In: Operations Management
In your own words, explain the core principle of the MapReduce algorithm (6 pts)
MapReduce may be a process or technique and a program model for distributed computing supported java. The MapReduce formula contains 2 vital tasks, specifically Map and scale back. Map takes a collection of knowledge and converts it into another set of knowledge, wherever individual components area unit counteracted into tuples (key/value pairs). Secondly, scale back task, that takes the output from a map as associate degree input and combines those information tuples into a smaller set of tuples. because the sequence of the name MapReduce implies, the scale back task is usually performed once the map job.
The major advantage of MapReduce is that it's simple to scale processing over multiple computing nodes. below the MapReduce model, the info process primitives area unit referred to as mappers and reducers. moldering a knowledge process application into mappers and reducers is typically nontrivial. But, once we tend to write associate degree application within the MapReduce type, scaling the applying to run over a whole lot, thousands, or maybe tens of thousands of machines during a cluster is just a configuration amendment. this easy quantifiability is what has attracted several programmers to use the MapReduce model.

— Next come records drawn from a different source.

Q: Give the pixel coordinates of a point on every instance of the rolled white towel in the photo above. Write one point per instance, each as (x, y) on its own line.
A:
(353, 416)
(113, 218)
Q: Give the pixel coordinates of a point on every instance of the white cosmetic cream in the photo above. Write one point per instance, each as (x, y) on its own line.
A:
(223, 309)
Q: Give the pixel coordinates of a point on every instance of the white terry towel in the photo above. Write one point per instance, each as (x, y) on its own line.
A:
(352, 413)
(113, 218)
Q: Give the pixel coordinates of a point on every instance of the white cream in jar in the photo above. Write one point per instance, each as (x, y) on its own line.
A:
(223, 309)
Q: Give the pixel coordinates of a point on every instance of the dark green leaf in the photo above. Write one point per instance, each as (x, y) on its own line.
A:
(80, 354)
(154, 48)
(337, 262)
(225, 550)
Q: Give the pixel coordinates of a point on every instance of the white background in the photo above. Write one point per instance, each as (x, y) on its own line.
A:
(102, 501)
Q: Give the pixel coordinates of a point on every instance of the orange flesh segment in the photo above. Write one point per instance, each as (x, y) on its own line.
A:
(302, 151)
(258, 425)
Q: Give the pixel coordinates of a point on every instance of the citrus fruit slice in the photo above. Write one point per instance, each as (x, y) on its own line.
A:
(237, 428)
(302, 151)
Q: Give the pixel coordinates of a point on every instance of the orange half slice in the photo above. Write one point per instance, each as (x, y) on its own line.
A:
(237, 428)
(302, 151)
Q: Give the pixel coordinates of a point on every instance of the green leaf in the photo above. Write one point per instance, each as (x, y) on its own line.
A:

Core principle of the MapReduce algorithm-
1- usually MapReduce paradigm relies on causing the pc to wherever the info resides!
2- MapReduce program executes in 3 stages, specifically map stage, shuffle stage, and scale back stage.
Map stage − The map or mapper’s job is to method the input file.
usually the input file is within the style of file or directory and
is keep within the
Hadoop filing system (HDFS). The input data is passed to the clerk
operate line by line. The clerk processes the info and creates many
tiny chunks of knowledge.This stage is that the
combination of the Shuffle stage and therefore the scale back
stage. The Reducer’s job is to method the info that comes from the
clerk. once process, it produces a replacement set of output, which
can be keep within the HDFS.
3- throughout a MapReduce job, Hadoop sends the Map and scale back tasks to the acceptable servers within the cluster.
4- The framework manages all the small print of data-passing like supply tasks, corroborative task completion, and repeating information round the cluster between the nodes.
5-Most of the computing takes place on nodes with information on native disks that reduces the network traffic.
6-After completion of the given tasks, the cluster collects
associate degreed reduces the info to create an acceptable result,
and sends it back to the Hadoop server.